Wow. What a strange and terrible movie.
The thing that hit me most was the way it had this weird, dream-like (but not in a good way) quality. It was like, I literally understand every word that the characters are saying. (The movie was in English after all.) But every time I tried to actually think "OK, what did that sentence just mean?" or "How does what's going on in this scene relate to something else that's happened in the movie?", I just had no idea. It was exactly that sense of untethered bafflement that you get in dreams: "Wait, I was on a boat earlier. How did I get on to this train? And why is my old high-school girlfriend here?", etc. etc. (Funnily enough, the last movie that I really remember coming away with that same feeling from was Batman and Robin.)
I think I concur with the general opinion that Ben Affleck is actually one of the better things about the movie, but in general a lot of the other creative decisions didn't work for me at all. I have no idea why they decided to play Lex Luthor the way they did. Now granted, I don't know much about him as a character beyond what's in Challenge of the Superfriends, but a kind of watered-down Joker mark 2 wasn't what I was expecting.
And then of course at the end
SPOILER
Showwhen Superman supposedly gives his life to destroy the Krypton monster, it just feels completely phony and hollow. For fuck's sake, we *know* he's not really dead because we've already seen the posters for Justice League. And then they milk it for several scenes, and this pointless melodrama just goes on and on. If you're gonna do that, you can't think the character's dead for more than like 10 seconds, like in The Avengers. And why didn't they just give the spear to Wonder Woman again?
Funnily enough, though it comes basically out of the blue (like everything else in this film), I did like the idea that the motivation for the Justice League comes out of Bruce Wayne's guilt over Superman's death.
And then there's all the weird God vs. Man stuff, which is clearly supposed to be an Important Theme in this movie, and which for me didn't come off at all. It's like the rest of the film actually, now that I think about it. It's amazingly somehow both heavy-handedly ostentatious and diffusely incoherent at the same time. People explicitly talk about it a lot. There's whole scenes about it. But I didn't get what point was being made. It's like they said "OK, God vs. Man is going to be a big theme in this film", but then never decided what, if anything, they actually wanted to say about this opposition.
So there's something about God, and absolute power, and absolute goodness. And maybe Superman can't be absolutely good until he's not absolutely powerful, which is where the kryptonite comes in. And then somehow this ties into courage, because Superman can't really do anything courageous, being invulnerable.
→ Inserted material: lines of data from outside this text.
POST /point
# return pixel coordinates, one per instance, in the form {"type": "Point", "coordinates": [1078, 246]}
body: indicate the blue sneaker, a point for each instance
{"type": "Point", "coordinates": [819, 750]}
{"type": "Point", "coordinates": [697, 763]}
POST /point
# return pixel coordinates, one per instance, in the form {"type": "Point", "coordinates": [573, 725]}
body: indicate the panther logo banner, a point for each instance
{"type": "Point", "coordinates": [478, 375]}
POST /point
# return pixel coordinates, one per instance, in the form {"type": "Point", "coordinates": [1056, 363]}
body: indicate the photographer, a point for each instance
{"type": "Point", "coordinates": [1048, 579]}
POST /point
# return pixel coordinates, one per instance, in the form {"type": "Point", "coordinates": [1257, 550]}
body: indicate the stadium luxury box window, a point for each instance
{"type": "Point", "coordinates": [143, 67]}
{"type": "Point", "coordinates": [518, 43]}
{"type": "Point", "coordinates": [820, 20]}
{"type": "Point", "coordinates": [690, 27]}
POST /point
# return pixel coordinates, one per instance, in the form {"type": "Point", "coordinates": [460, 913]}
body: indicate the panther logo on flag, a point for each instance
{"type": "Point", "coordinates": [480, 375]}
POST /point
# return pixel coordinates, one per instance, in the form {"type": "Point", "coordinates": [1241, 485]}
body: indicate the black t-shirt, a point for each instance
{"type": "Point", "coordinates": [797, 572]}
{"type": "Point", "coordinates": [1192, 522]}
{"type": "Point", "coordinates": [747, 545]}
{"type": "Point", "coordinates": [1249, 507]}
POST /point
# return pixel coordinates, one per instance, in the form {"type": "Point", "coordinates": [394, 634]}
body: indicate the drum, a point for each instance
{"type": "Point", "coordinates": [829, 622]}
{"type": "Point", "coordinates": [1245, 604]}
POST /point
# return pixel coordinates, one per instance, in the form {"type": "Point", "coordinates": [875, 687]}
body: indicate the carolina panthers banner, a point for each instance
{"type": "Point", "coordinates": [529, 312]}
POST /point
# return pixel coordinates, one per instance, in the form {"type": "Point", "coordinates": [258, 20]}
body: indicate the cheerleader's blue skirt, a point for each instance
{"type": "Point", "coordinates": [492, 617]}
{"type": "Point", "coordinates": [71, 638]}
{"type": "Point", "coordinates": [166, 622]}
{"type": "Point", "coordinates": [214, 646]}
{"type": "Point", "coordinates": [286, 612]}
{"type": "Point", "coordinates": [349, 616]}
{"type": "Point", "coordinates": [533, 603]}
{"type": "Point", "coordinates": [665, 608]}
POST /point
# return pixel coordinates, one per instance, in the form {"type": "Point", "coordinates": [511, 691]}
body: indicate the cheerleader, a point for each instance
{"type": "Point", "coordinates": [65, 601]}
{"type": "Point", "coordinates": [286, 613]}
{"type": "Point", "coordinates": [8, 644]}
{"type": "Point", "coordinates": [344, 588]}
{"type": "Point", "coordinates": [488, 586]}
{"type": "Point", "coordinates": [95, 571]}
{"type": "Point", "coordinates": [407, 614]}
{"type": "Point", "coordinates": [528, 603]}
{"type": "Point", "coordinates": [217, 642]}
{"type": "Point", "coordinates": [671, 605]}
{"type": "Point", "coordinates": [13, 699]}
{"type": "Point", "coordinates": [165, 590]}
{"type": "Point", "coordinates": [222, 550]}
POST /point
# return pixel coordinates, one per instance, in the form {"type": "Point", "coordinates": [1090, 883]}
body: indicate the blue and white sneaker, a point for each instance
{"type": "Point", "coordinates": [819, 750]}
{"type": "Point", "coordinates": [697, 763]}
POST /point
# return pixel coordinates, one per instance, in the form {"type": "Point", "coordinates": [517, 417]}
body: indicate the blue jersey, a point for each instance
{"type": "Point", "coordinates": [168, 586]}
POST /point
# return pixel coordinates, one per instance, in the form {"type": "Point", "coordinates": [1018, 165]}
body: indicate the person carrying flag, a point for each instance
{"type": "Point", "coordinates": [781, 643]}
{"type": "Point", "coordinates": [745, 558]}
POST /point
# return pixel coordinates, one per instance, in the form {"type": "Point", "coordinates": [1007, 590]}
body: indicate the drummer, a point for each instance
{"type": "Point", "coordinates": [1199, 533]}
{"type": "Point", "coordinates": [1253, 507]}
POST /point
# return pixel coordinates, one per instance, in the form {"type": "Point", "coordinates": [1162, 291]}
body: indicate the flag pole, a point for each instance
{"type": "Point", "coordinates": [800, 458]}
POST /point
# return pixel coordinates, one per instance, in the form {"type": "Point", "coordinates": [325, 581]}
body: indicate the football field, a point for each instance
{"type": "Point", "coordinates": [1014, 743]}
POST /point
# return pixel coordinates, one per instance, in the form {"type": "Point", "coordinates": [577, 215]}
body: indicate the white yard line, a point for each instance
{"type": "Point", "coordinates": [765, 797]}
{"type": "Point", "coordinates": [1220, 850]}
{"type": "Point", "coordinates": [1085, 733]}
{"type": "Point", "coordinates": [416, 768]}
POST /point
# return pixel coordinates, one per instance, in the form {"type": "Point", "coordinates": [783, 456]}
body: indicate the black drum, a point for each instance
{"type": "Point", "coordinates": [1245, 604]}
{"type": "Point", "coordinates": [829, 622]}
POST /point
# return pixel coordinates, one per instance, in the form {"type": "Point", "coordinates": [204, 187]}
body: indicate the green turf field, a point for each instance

But then Batman....and now my head hurts.
And then there's supposed to be something thematically relating to parents and children I think, but I understand that even less well than the God bullshit (as Howard Beale would say). Lucky both Superman and Batman's moms were named Martha though, right?
I do think though that they've maybe got something interesting to explore with Wonder Woman, even if I wasn't particularly excited about her scenes in the film. This idea that The Great War (aka The War To End War) caused her to give up on humanity could lend a *really* interesting perspective to that character. I would look forward to seeing that done well, though I have no confidence that it will be.
Anyway, at least the movie seems like it'll stick with me, even if it's in exactly the way that dream about talking hotdogs sticks with me. I guess that's something.